Friends of the Irish Environment (FOIE) has threatened a legal injunction to halt flood relief works surrounding Lough Funshinagh in Co Roscommon unless it can see proof that planning permission and the relevant environmental studies were completed for the works.

Lough Funshinagh is a turlough and holds special area of conservation (SAC) status.

A number of homes and farms have been flooded over the last number of years as a result of flooding around the turlough and in June work began on relief works to alleviate the flooding.

On Friday, in a solicitor’s letter to the chief executive of Roscommon County Council and to the chair of the Office of Public Works (OPW), FOIE, through its solicitors FP Logue, said that its ecological advisers who have visited the location have expressed “very significant and grave concerns” about the ecological impacts of the works.

Consent

“My client has been unable to identify any publicly available information indicating any documented consent or any evidence of prior environmental assessments in respect of the works which are being carried out.

“In the absence of any evidence that there is a valid consent and/or that these assessments were done, my client is greatly concerned that there will be significant and potentially irreparable adverse impacts on the integrity of the protected sites,” FP Logue said.

Potential damage

Potential damage during “construction alone threatens protected birds during the current nesting season and raises the question of where to dispose of the waste material from the trenching; that no measures are in place to prevent the invasive Zebra Mussel which has colonised Lough Ree and its associated pipelines reaching uninfected Lough Funshinagh; and that the inevitable removal of hedgerows and tree lines will impact on a number of species protected under the Wildlife Act, including bats, badgers, otters, frogs and newts,” FOIE said.
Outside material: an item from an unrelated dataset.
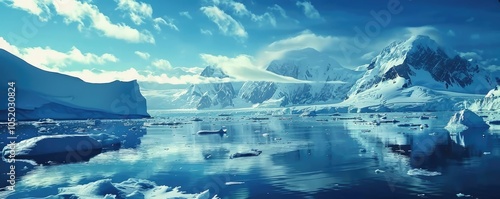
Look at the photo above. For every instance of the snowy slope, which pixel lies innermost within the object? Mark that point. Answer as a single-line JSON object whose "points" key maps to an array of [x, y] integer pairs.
{"points": [[43, 94], [319, 69], [421, 61], [211, 95], [418, 73]]}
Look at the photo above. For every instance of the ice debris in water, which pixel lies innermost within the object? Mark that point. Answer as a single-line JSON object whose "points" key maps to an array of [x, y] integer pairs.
{"points": [[460, 195], [234, 183], [422, 172]]}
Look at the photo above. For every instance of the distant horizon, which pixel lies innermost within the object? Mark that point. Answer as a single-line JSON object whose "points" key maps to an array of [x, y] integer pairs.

According to ecologist Dr William O’Connor, advising FOIE, “the current works at Lough Funshinagh is one of the worst environmental breaches ever undertaken by a local authority”.

Flood works

Tony Lowes of FOIE said there is an EU directive around how flood relief works should be managed and planned on a catchment basis.

“Local authorities and the OPW cannot be taking unilateral action outside of those plans. Flood relief schemes in one area have secondary effects in other parts of the catchment, particularly where turloughs are involved.

“That obligation for co-ordination is a legal obligation on the State, including the mandatory environmental assessments which become critical as flooding accelerates with climate change.

“However traumatic, and it is very traumatic, the solution is not to try and hold back nature but to adapt to the changes.

“These residents are being assisted by the Voluntary Home Relocation Scheme and the Farmyard Relocation Scheme with the council granting permission as recently as June 2021 for the demolition of the first dwelling impacted, 200m from the lough,” Lowes said.

No comment

Roscommon County Council said it had no comment on the matter at this time in response to queries from the Irish Farmers Journal.

A spokesperson for the OPW told the Irish Farmers Journal: “The OPW is undertaking urgent works at Lough Funshinagh on behalf of Roscommon County Council and any queries in relation to these urgent works should be directed to the council.”